Quand nous étions orphelins – Kazuo ISHIGURO

Ce n’est pas le premier roman que je lis de cet auteur, mais c’est le premier depuis qu’il est devenu Prix Nobel de Littérature.

Je retrouve une écriture très 19e siècle qui ne me déplaît pas, mais que je n’ai plus l’habitude de lire.

Et, comme la dernière fois, j’ai aimé le début de l’histoire, puis j’ai trouvé que tout partait à vau-l’eau : le monde de Christopher et l’histoire.

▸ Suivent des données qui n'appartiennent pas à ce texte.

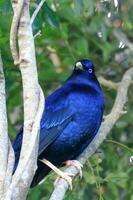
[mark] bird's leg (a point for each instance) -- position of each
(64, 175)
(76, 164)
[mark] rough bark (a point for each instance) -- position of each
(3, 130)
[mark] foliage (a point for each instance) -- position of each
(71, 30)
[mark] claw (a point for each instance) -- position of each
(76, 164)
(64, 175)
(67, 177)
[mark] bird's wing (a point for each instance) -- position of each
(52, 125)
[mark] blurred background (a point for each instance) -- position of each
(71, 30)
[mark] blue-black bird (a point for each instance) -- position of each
(70, 121)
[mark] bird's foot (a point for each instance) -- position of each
(76, 164)
(66, 176)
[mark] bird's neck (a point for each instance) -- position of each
(83, 79)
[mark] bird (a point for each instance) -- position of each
(71, 119)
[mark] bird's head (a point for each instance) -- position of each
(85, 65)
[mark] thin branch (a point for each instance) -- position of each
(3, 130)
(14, 29)
(10, 166)
(37, 34)
(107, 83)
(33, 107)
(120, 144)
(37, 11)
(105, 128)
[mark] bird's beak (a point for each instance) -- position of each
(79, 65)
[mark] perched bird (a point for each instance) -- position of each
(70, 121)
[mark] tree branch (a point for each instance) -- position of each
(33, 104)
(107, 83)
(3, 130)
(105, 128)
(37, 11)
(14, 28)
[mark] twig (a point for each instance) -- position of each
(10, 166)
(105, 128)
(107, 83)
(37, 11)
(120, 144)
(37, 34)
(33, 101)
(14, 30)
(3, 130)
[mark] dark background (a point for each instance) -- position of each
(72, 30)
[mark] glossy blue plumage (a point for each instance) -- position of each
(72, 117)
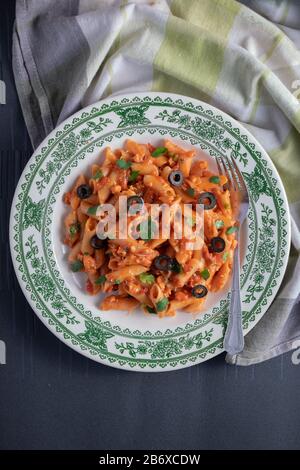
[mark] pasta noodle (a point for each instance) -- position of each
(151, 267)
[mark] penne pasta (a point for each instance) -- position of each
(150, 258)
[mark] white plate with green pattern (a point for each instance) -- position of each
(136, 341)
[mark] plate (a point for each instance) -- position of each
(136, 341)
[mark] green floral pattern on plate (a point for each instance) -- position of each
(33, 216)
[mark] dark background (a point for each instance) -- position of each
(53, 398)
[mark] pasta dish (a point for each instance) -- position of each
(151, 267)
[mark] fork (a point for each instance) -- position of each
(234, 338)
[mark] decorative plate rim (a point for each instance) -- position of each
(134, 100)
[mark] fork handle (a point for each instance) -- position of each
(234, 338)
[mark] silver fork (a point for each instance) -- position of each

Celui-ci nous raconte son passé en alternance avec le présent.

Puis il part pour Shanghaï à la recherche de ses parents qui ont sans doute été enlevé il y a plus de 20 ans. Mais il espère les retrouver vivant. Etrange.

Et puis une fois arrivé sur place, tout le monde pense qu’il va sauver la paix (Japonais et chinois s’affrontent dans des combats sanglants). Pourquoi lui, un simple détective ?

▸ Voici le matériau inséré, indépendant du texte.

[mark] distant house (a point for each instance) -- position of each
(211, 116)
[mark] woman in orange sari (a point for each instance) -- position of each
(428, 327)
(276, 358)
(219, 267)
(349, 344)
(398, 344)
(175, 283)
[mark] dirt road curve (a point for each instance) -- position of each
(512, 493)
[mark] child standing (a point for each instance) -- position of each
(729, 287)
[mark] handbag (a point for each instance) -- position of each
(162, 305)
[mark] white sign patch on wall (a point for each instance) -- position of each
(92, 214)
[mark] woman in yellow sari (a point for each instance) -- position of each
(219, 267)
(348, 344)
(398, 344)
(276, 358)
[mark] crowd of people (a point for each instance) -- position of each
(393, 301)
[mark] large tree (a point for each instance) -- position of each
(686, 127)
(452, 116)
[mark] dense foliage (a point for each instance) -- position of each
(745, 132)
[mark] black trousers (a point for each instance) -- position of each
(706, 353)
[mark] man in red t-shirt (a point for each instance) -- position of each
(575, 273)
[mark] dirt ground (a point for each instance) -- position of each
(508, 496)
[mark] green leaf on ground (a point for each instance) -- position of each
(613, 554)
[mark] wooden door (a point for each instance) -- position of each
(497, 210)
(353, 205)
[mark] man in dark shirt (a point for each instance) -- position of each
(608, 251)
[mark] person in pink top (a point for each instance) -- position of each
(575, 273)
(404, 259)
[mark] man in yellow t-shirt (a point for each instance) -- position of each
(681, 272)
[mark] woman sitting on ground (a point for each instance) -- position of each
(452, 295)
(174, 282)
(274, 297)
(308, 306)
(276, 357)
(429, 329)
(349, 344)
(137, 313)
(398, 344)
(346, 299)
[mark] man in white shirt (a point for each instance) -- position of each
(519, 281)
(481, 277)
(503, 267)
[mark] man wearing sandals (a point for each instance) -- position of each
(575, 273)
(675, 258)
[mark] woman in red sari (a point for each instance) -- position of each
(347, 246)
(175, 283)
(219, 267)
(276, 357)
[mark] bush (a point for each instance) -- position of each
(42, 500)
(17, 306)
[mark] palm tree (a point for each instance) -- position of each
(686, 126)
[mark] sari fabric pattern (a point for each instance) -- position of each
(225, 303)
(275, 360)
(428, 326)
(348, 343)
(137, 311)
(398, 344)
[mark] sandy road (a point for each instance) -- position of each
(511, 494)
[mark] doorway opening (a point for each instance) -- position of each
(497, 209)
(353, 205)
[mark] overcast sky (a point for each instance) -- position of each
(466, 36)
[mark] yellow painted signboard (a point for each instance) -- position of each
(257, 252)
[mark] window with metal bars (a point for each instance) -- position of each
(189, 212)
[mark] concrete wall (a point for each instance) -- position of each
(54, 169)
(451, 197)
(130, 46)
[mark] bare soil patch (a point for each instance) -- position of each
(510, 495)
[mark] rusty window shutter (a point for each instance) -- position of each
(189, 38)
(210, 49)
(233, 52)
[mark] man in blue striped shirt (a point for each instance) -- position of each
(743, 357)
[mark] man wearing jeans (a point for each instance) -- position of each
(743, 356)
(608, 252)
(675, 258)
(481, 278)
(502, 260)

Au cours de son périple sous les bombes, il retrouve son ami d’enfance japonais sévèrement blessé. Il le sauve, mais le laisse ensuite entre les mains de sa hiérarchie qui n’aura aucune considération pour celui qu’elle considère comme un traître.

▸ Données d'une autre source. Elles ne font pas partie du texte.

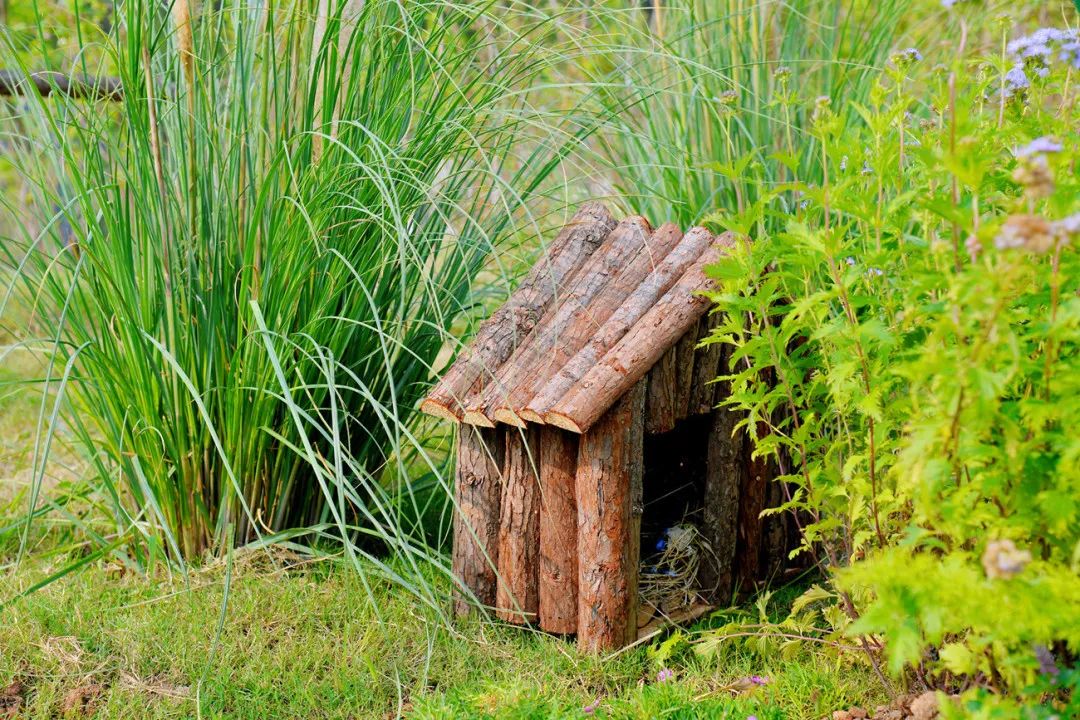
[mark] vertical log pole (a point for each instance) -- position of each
(478, 487)
(517, 597)
(609, 473)
(558, 531)
(684, 374)
(660, 402)
(705, 368)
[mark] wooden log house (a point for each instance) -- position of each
(584, 402)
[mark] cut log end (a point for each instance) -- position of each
(563, 421)
(509, 417)
(439, 410)
(476, 418)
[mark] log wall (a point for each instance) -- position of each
(549, 524)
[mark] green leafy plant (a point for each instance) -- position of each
(906, 344)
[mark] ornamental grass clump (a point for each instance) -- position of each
(910, 339)
(704, 94)
(273, 233)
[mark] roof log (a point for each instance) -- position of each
(635, 354)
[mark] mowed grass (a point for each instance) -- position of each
(271, 635)
(306, 641)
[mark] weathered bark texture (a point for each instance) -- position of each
(706, 363)
(478, 487)
(622, 246)
(684, 372)
(628, 362)
(517, 597)
(636, 510)
(609, 469)
(635, 307)
(558, 531)
(508, 326)
(660, 402)
(774, 532)
(724, 470)
(555, 348)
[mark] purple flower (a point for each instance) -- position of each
(1016, 79)
(1039, 146)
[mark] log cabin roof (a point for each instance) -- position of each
(597, 310)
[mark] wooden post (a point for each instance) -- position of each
(609, 472)
(690, 250)
(774, 551)
(478, 488)
(706, 364)
(517, 597)
(558, 531)
(660, 401)
(507, 328)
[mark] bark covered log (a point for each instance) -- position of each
(584, 296)
(558, 531)
(609, 472)
(751, 503)
(675, 266)
(503, 330)
(706, 362)
(724, 471)
(661, 394)
(478, 488)
(628, 362)
(684, 372)
(517, 597)
(637, 284)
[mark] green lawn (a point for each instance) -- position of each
(307, 642)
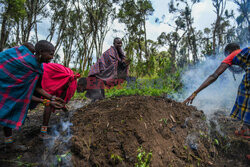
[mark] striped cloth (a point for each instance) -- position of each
(19, 72)
(241, 108)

Bref, il ne m’a pas plu, cet orphelin qui n’a pas grandi.

Alors oui, l’auteur nous montre un monde en déliquescence, et pousse même son roman jusqu’au bord de l’abîme.

Un auteur qui n’est sans doute pas pour moi.

L’image que je retiendrai :

Celle des stores dont les lamelles, si essentielles, ne tiennent que par un petit cordon.